I finished this weekend and while I'm quite pleased by the way it turned out, I'm frustrated by the difficulties in photographing it. I have two choices in the dim winter light--a little too dark or the blazing effect of a camera flash reflecting off taffeta. I'm hoping to get better lighting this weekend, even if I have to haul Tillie outside.
Here's the bodice (displaying a moderately blinding flash effect) without the sleeves.
And here are the sleeves:
The elastic in the top rides comfortably just above the elbow, allowing the sleeves to billow out. Back in the day, the sleeves had ties instead of elastic, of course.
The Victorian silhouette is different than a modern day silhouette, so the bodice is padded above the chest.
The pad looks like this and is attached to the armhole. It's made of two layers of batting in a cover.

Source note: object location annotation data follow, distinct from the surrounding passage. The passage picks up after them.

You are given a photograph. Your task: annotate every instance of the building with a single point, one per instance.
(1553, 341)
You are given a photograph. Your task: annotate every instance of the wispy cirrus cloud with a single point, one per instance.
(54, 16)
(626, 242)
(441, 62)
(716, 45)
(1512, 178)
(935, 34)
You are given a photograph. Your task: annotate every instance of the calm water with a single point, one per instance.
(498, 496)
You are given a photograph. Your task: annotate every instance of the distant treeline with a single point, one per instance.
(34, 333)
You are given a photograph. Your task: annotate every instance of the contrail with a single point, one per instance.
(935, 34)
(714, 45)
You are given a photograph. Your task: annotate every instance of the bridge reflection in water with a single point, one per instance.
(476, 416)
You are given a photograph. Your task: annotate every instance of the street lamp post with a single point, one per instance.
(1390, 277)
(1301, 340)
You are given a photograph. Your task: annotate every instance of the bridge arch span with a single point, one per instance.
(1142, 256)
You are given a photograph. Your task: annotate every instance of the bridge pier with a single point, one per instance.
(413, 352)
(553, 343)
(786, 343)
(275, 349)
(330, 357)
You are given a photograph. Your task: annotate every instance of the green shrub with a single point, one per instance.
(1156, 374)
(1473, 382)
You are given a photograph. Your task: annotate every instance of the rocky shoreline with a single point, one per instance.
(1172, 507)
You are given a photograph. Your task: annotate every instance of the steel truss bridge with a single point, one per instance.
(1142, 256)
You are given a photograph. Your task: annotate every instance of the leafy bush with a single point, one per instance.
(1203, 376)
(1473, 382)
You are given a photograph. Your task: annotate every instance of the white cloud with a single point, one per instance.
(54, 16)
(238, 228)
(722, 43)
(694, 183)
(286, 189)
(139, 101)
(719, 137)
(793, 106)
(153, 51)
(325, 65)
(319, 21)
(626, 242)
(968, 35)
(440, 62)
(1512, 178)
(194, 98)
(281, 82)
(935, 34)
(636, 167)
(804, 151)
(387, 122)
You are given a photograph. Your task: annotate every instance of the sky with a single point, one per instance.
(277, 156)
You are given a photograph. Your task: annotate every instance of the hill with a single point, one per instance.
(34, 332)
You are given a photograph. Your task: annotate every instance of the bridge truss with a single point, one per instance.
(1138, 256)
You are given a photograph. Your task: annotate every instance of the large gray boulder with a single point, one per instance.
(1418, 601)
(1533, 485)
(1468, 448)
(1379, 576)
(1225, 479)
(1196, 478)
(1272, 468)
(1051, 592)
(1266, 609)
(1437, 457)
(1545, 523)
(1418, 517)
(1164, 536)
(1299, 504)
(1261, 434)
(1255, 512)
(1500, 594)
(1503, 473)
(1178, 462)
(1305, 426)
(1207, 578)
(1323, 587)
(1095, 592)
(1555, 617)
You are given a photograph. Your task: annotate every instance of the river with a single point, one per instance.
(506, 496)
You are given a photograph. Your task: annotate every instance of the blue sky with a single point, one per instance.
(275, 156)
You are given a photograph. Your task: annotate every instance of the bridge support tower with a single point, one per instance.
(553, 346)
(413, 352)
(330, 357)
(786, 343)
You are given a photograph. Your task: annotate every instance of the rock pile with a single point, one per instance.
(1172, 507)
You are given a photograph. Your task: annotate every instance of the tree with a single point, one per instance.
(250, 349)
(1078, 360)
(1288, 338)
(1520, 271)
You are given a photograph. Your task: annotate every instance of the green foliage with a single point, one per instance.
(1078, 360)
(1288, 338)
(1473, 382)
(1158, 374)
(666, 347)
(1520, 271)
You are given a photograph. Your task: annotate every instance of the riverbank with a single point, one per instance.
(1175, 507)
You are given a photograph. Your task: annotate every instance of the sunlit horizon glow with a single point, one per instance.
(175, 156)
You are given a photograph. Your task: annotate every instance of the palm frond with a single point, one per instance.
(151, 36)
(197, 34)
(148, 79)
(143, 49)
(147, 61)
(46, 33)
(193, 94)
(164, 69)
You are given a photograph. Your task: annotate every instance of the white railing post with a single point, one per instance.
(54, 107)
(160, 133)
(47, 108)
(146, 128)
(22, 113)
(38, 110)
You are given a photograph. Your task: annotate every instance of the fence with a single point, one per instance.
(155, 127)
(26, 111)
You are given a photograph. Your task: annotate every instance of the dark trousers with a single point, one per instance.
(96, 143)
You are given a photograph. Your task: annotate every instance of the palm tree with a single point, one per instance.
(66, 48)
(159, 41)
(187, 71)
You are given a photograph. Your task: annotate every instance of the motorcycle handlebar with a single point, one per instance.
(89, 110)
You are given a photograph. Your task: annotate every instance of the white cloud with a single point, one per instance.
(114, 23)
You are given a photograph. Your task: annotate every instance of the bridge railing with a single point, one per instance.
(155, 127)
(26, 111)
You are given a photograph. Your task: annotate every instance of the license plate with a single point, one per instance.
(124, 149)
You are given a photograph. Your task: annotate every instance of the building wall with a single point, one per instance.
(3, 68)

And since Tillie's jacket is open, this is a good time to take a look at the chemisette, which is kind of like a Victorian dickie. It allows for a collar and blouse effect without the bulk of an actual blouse.
The chemisette ties at the sides:
Here's the back of the dress. I love the point.
The center back, the side seams and the front darts are boned for the bottom 6-8 inches, to help the bodice keep it's shape.
I can't wait to post some photos of Rachel modeling the dress.
Now that I'm done with this project (except for the hem), I'm forging on into men's wear territory. The next project is a pair of Victorian pants to go with my husband's frock coat. I hope to finish by this weekend. Wish me luck.